Bone trumping cartilage as the key to knee OA

Osteoarthritis

By Tony James

12 Sep 2015

Deficits in bone are emerging as the central underlying feature of knee osteoarthritis, raising the hope that treatments targeting bone might significantly modify the disease process, a recent review by Australian rheumatologists has concluded.

Professor Flavia Cicuttini, head of rheumatology at the Alfred Hospital in Melbourne, and colleagues described how ‘Wolff’s law’ provides a rationale for what we know about the disease.

Writing in Arthritis Research and Therapy, they said the law, formulated by German anatomist and surgeon Julius Wolff more than a century ago, theorises that bone adapts to repeated loading.

They suggest that an acute event like a cruciate ligament rupture leads to loss of periarticular bone, microfractures and sequent healing, followed by subchondral sclerosis, impaired nutrient supply to cartilage, cartilage degeneration and early OA.

Similar process are likely to occur in response to chronic trauma, for example from overloading associated with obesity, and possibly in primary OA where there is no obvious precipitant.

“These concepts help explain findings over recent years, particularly from MRI studies, that some of the earliest changes in knee OA are occurring in the bone,” Professor Cicuttini told the limbic.

“Bone is a dynamic structure which responds to loading, and there are very early changes in knee OA which we now know is a disease of the whole joint.

“Bone is important in providing nutritional and structural support to overlying cartilage and it responds to biomechanical loading by expanding and/or thickening.

“This may have an impact on the underlying cartilage as the intimate relationship between cartilage and bone is essential to the health of the knee joint.”

The most promising disease-modifying osteoarthritis drugs (DMOADs) all target bone rather than cartilage.

“For example, strontium ranelate is effective in improving symptoms and slowing structural progression of knee OA,” Professor Cicuttini says.

“Although the cardiovascular effects of strontium will limit its use, this has provided a proof of concept that targeting bone may be one approach to disease modification.”

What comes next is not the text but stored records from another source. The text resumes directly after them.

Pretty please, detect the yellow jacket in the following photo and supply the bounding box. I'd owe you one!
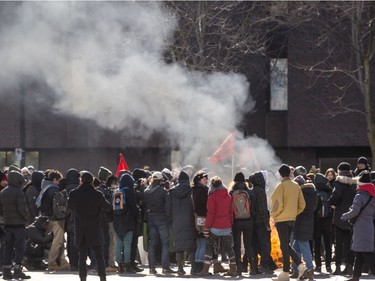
[271,178,306,222]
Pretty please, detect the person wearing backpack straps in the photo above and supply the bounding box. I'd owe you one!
[228,172,257,276]
[249,171,278,274]
[112,174,140,273]
[37,170,70,271]
[271,164,306,281]
[68,171,112,281]
[198,176,237,276]
[341,168,375,281]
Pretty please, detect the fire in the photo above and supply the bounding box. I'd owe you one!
[270,217,283,267]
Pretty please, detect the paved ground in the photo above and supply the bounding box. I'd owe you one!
[18,268,375,281]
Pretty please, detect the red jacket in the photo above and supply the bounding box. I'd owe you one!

More evidence from randomised clinical trials is needed before DMOADs can be used, but results of current trials should emerge in the next 2-3 years.

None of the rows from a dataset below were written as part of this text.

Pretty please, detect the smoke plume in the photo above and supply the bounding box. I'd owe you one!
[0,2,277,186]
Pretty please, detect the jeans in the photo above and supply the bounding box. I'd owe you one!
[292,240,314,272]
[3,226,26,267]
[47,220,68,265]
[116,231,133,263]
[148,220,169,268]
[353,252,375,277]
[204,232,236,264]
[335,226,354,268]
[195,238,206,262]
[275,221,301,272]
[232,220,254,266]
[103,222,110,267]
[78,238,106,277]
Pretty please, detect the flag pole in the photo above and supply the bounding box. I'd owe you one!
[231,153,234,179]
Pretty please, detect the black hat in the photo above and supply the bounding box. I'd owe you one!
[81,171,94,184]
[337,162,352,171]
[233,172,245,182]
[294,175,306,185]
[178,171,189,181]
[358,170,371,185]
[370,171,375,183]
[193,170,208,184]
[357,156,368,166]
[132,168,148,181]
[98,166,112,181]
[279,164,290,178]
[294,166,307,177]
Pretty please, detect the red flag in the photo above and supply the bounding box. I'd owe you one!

“DMOADS are likely to have a very significant impact,” she says.

“End-stage knee OA is treated with joint replacements and an effective  DMOAD would slow progression.

“In some people it would mean that their OA never progresses to the point where they would need a joint replacement.

Professor Cicuttini says results for primary joint replacement surgery are generally very good but the results for revision surgery are much poorer, with the life span of each revision decreasing by about 50%.

“Some patients may be able to delay joint replacement by using DMOADs, for example from age 55 to age 65, so the likelihood of needing a revision would be significantly reduced.

“Delaying the need for joint replacement, while maintaining good functioning and quality of life, is likely to have major impact on the cost of OA and also improve patient outcomes,” she says.